The Position
By Meg Wolitzer
Reviewed by Emberly Nesbitt
Assume The Position is about sex and you’d be perfectly right. If you’ve ever walked in on your parents in flagrante delicato, or thumbed through a copy of The Joy of Sex with its shaggy partners deep into the trip of lovemaking, and wondered how children of the sexual revolution feel about all that sexual flowering thirty years later, Meg Wolitzer’s seventh novel, out in paperback from Scribner, is one for tackling the subject with wit and poignancy. Wolitzer is an impressive novelist, a careful observer of the interstices of society and of family as she explores sexual politics, shame, and intimacy in two very different generations.
Thirty years after the publication of Paul and Roz Mellow’s best-selling 1975 sex book, “Pleasuring,” complete with illustrations, the Mellow family is scattered: an older brother on anti-depressants that blunt his sex drive, the lonely youngest girl attempting a documentary about a cherished Long Island elementary school, the older sister, a former drug addict and new mother in California, and the younger brother, a gay Republican in Rhode Island diagnosed with Hodgkin’s Disease. The Mellow's divorce following the wake of the book's phenomenal success has left the family doubly exposed, adrift in degrees of dissatisfaction, repression, and disillusion. As each chapter chronicles present compromises and disappointments that tie them to the past (and, inevitably, to the shame, confusion, and embarrasment surrounding the public airing of their parents' sex life), Wolitzer’s unsparing exploration of how "the sounds of parents traveled through walls, traveled up stairs" is commanding and bittersweet. There seems to be a simmering adolescent inside most adult children, which Wolitzer manages alternately to indulge and to pull up short.

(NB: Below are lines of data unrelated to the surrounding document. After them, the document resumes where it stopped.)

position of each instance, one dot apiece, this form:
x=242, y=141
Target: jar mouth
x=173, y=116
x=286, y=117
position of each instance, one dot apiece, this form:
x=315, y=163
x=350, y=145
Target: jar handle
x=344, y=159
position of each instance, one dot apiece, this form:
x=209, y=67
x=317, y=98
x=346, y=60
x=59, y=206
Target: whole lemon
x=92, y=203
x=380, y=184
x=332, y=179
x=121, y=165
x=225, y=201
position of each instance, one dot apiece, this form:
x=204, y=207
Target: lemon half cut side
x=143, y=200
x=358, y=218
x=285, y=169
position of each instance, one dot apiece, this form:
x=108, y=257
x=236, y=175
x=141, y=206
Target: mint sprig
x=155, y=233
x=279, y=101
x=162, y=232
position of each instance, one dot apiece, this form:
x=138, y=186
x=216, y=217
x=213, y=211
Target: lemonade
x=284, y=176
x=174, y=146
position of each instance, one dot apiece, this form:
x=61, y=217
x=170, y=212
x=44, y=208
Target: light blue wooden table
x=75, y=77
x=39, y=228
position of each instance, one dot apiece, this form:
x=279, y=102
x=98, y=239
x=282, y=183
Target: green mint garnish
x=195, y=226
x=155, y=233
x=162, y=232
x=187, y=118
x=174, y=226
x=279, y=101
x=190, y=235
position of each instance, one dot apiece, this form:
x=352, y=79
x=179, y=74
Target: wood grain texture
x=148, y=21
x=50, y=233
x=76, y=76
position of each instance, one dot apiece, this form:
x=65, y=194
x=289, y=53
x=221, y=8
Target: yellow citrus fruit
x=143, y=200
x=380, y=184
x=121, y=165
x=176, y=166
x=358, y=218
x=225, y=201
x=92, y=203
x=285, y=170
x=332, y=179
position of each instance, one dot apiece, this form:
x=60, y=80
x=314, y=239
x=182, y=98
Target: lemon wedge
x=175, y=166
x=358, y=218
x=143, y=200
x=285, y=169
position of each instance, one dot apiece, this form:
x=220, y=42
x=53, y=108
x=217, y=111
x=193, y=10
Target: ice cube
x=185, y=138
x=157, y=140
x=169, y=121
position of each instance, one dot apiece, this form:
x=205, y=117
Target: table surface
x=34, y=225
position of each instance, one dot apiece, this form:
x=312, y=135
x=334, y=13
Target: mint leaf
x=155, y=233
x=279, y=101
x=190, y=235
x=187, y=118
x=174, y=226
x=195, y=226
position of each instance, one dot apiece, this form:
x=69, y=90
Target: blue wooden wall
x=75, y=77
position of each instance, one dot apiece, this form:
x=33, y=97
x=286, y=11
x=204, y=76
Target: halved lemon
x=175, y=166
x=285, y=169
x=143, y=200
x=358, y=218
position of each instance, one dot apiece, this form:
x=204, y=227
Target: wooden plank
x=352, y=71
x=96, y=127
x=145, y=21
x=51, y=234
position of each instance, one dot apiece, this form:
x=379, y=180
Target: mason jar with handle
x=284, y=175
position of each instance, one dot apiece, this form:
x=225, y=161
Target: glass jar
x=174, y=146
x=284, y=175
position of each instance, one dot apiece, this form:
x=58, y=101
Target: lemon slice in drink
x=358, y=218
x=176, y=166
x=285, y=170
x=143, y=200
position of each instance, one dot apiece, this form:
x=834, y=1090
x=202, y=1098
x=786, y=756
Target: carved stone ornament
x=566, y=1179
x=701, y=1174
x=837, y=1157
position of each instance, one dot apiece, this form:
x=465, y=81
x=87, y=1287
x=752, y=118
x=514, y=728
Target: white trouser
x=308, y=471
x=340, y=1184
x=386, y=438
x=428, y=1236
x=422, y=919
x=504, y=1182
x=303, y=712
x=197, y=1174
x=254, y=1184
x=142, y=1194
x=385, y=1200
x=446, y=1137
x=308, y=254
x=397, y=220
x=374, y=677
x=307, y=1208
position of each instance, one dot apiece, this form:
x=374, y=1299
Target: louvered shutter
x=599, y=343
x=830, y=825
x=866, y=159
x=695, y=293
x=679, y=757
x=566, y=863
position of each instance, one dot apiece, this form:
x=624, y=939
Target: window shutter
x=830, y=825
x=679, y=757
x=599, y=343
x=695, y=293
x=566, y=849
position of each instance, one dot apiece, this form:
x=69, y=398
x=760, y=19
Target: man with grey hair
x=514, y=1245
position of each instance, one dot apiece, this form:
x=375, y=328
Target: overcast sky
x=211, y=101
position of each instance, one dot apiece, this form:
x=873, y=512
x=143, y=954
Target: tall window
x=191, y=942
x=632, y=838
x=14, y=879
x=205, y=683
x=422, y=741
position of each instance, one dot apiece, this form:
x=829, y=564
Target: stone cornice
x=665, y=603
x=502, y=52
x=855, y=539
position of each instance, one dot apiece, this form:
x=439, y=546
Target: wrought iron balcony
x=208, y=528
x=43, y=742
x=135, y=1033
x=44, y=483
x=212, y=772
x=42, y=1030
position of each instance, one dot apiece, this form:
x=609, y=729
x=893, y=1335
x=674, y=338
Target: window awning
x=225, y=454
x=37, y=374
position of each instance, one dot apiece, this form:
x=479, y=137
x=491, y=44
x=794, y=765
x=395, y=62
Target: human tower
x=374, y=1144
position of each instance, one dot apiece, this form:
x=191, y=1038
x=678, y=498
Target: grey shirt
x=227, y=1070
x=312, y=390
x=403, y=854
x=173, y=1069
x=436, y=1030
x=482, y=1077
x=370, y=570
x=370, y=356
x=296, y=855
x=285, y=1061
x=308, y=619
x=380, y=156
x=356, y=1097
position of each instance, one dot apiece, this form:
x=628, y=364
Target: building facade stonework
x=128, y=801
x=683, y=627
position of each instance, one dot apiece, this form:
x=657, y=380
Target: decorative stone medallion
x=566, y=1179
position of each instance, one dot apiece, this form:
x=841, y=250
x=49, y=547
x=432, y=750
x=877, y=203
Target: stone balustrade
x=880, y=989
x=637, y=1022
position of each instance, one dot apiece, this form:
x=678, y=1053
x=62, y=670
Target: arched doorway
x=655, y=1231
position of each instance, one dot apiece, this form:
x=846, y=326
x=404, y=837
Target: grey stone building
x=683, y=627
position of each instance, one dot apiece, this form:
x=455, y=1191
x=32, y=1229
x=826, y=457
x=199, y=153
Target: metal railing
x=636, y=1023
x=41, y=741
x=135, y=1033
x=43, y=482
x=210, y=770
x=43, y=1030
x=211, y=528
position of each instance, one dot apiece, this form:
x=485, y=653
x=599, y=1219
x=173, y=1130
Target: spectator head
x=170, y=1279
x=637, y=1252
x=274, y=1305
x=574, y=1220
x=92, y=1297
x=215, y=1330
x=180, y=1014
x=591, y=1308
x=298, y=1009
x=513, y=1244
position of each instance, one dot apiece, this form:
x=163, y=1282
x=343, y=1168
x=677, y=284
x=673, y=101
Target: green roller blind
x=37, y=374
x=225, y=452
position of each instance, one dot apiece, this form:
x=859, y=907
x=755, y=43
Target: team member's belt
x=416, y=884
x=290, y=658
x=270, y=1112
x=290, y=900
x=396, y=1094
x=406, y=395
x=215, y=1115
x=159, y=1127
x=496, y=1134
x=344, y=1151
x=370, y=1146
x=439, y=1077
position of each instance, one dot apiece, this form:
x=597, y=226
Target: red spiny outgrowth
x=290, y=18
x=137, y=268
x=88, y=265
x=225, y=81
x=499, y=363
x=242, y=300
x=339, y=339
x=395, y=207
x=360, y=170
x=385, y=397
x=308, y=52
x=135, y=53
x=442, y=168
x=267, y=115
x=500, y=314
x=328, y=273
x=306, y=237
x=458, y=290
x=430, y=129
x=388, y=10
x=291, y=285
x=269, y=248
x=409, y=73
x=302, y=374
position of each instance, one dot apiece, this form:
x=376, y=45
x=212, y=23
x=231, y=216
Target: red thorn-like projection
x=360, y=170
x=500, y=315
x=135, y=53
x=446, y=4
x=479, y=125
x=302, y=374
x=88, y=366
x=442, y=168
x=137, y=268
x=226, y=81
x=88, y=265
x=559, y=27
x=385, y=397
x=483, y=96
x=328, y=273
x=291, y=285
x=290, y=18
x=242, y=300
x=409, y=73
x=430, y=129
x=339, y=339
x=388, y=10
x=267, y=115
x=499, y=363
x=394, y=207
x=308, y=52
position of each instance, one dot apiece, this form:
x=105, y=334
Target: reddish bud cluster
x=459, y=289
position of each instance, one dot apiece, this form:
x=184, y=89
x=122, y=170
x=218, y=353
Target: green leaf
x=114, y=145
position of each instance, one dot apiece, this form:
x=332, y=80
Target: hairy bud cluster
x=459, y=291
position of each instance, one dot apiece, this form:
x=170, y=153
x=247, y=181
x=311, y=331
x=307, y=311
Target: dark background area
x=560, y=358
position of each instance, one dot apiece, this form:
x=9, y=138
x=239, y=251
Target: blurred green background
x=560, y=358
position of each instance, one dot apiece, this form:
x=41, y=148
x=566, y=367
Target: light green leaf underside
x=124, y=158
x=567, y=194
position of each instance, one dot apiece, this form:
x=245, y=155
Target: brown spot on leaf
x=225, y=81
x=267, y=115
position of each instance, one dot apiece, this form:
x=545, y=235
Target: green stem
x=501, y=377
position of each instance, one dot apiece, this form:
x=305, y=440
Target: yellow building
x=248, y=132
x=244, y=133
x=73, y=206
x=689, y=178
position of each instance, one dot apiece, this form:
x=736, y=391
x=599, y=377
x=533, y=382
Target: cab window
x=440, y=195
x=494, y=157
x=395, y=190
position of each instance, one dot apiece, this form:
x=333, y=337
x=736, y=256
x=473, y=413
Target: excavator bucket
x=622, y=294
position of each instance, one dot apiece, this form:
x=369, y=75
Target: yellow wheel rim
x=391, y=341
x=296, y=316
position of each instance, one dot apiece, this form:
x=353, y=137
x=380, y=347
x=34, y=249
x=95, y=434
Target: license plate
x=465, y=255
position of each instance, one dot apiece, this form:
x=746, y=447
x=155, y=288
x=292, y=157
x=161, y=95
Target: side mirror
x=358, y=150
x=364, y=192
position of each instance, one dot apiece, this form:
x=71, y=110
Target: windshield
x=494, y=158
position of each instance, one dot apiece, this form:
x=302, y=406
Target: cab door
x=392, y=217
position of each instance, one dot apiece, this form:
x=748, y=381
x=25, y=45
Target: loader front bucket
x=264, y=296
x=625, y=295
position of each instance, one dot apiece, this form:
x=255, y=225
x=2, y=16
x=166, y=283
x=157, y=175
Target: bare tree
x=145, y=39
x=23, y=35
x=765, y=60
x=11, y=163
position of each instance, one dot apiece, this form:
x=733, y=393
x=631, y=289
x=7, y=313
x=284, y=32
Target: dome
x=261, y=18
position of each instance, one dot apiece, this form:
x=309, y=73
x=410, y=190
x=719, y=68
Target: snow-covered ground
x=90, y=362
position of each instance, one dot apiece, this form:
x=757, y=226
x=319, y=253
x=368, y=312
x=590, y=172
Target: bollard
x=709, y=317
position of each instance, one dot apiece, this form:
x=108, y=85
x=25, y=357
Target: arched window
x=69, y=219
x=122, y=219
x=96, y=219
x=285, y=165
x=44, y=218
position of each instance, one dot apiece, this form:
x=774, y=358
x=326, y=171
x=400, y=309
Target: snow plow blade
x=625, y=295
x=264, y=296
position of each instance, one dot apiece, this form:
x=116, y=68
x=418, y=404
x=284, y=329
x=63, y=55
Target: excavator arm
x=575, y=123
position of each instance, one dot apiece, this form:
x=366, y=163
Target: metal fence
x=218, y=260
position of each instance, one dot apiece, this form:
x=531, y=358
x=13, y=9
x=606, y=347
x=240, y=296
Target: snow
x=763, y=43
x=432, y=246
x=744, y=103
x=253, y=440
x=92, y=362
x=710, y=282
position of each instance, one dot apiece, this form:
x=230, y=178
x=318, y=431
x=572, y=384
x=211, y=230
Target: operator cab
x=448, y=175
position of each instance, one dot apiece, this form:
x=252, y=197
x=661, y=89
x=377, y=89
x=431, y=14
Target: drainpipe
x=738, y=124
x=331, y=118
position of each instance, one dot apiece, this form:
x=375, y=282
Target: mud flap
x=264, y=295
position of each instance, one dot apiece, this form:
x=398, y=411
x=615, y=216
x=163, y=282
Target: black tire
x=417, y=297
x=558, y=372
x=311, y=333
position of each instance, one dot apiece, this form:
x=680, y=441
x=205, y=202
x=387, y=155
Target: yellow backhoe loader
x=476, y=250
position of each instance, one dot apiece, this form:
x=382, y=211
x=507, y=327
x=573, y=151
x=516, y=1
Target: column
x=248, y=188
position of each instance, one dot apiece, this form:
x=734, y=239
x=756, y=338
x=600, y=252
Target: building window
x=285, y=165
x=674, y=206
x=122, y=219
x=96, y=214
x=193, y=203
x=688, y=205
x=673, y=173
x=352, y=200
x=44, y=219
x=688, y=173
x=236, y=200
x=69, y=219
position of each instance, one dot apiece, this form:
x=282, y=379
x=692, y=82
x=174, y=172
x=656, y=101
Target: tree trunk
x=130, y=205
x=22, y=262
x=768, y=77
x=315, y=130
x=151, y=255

The suspense in the novel revolves around the re-issue of Pleasuring and the complicated rewards of letting go of old ways of thinking about the past. Let the most famous position in the Mellow's book, called “Electric Forgiveness,” provide a way of thinking about intimacy. When your parents stop being to blame, quit being the defining drama of all that has happened or will happen to you, you can look through the keyhole, open up and find a new way of embracing the long arm of the past.